Aquecimento climático, conflitos armados e até a obesidade têm impacto tanto no aumento da fome quanto na escassez de alimentos
As crises alimentares podem se multiplicar no mundo devido a efeitos demográficos, ambientais, climáticos e financeiros, alerta um relatório científico da FAO e da Comissão Europeia.
O relatório “Sistemas Alimentares em Perigo” indica os riscos de escassez e fome em alguns países, especialmente na África, devido ao aquecimento climático e conflitos armados, mas também à obesidade.
“O planeta produz mais produtos agrícolas e alimentares do que o necessário para alimentar sua população, mas ainda assim a taxa de prevalência de subnutrição vem aumentando desde 2015”, diz a economista e coordenadora do relatório Sandrine Dury.
“A disponibilidade de alimentos no planeta é de pouco menos de 3.000 quilocalorias por pessoa e dia, enquanto as necessidades são de 2.200 quilocalorias, em média, por pessoa e dia, com variações de acordo com gênero, atividade, idade e região do mundo”, explica.
Os problemas de desnutrição no mundo são divididos quase igualmente entre duas categorias opostas: cerca de 2 bilhões de pessoas carecem de micronutrientes (vitaminas e minerais) e cerca de 2 bilhões de pessoas estão obesas e com sobrepeso.
Na América Latina ou na África, existem pessoas “que sofrem tanto de obesidade quanto de deficiências alimentares”, pois há um “alto consumo de calorias ruins, à base de gordura ou açúcar, sem elementos nutricionais”, diz Dury. “É preciso encontrar políticas públicas que permitam lidar com esses dois problemas ao mesmo tempo”.
O relatório, publicado em abril em Bruxelas, na primeira reunião da nova Rede Global Contra Crises Alimentares, que reúne organizações internacionais, doadores, governos e ONGs, foi apresentado esta semana na sede da FAO em Roma.
Os autores também alertam sobre o risco de volatilidade nos preços das commodities agrícolas, devido ao efeito combinado do aquecimento global e da poluição que afetam os rendimentos e as colheitas, ao esgotamento de certos recursos, como petróleo ou fosfatos usados em fertilizantes, ao crescimento populacional e à financeirização da agricultura.
Aumento das reservas mundiais
“A crise de preços não afetaria todos os países da mesma maneira, pois os países que exportam grãos ou produtos agrícolas podem se proteger restringindo suas exportações, enquanto os países importadores estruturais estariam muito mais expostos”, alerta Franck Galtier, um dos autores do relatório, entrevistado pela AFP.

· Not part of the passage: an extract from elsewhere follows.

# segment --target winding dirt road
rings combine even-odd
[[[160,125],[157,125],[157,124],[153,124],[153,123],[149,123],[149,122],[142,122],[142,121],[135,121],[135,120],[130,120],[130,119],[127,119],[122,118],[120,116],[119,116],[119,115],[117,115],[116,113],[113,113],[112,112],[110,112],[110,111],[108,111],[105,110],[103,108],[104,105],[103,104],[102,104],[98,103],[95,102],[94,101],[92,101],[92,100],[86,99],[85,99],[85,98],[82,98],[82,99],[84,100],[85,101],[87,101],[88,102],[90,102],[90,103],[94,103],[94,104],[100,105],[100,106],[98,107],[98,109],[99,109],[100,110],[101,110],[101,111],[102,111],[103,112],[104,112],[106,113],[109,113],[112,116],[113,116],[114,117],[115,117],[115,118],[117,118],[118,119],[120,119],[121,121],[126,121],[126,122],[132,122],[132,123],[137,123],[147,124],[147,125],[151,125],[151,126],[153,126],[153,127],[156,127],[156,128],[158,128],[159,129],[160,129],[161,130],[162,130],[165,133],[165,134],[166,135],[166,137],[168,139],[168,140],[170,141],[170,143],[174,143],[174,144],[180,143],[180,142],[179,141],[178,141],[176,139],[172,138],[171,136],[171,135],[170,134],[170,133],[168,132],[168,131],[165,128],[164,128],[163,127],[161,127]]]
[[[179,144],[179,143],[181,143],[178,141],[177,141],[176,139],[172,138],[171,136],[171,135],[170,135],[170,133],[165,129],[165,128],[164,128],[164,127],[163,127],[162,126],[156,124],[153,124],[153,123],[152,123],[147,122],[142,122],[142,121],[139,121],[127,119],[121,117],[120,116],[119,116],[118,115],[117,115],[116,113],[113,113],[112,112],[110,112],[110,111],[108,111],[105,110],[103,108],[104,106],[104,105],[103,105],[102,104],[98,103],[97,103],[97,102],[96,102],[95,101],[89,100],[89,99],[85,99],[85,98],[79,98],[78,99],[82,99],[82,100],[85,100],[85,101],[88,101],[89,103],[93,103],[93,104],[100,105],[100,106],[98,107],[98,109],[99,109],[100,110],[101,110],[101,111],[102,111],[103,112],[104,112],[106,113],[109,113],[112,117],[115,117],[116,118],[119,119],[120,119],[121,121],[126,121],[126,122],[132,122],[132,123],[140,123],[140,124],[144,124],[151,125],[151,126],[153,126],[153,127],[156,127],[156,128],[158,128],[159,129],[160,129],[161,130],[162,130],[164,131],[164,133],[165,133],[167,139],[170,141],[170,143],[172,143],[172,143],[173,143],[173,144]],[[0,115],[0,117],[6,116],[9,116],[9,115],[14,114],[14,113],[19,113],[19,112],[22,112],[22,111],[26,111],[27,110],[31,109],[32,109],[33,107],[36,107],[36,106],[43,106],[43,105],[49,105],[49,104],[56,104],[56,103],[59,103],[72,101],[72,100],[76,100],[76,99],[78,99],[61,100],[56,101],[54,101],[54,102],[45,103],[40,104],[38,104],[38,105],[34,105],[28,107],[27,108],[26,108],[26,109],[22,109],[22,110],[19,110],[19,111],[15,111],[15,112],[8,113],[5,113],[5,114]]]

“O primeiro fator que influencia os preços dos alimentos é o aquecimento global”, aponta Galtier, pois o aumento das secas e/ou inundações causaria uma diminuição na produção agrícola. “O aumento de doenças em plantas e animais também afeta a produção e pode afetar o comércio”, acrescenta.
O relatório destaca a necessidade de coordenação internacional para aumentar as reservas mundiais de cereais e alimentos, a fim de garantir melhor segurança alimentar, conforme solicitado pelo G33 dos países em desenvolvimento, liderado pela Índia.
Os preços dos alimentos também estão cada vez mais ligados a produtos não alimentícios, como energia, devido ao grande volume de produtos agrícolas utilizados na produção de biocombustíveis (milho nos Estados Unidos, canola na Europa e cana de açúcar no Brasil).
“Para reduzir a dependência de sistemas alimentares de combustíveis, o economista Brian Wright, de Berkeley, propõe que os governos tenham prioridade na compra de milho sobre a indústria de biocombustíveis, se os preços excederem um certo nível”, diz Galtier.
Além disso, as commodities agrícolas são “cada vez mais usadas pelos gerentes de carteira de ações” para equilibrar seus ativos, o que aumenta artificialmente os preços em caso de crise, como ocorreu durante a crise financeira de 2007-2008.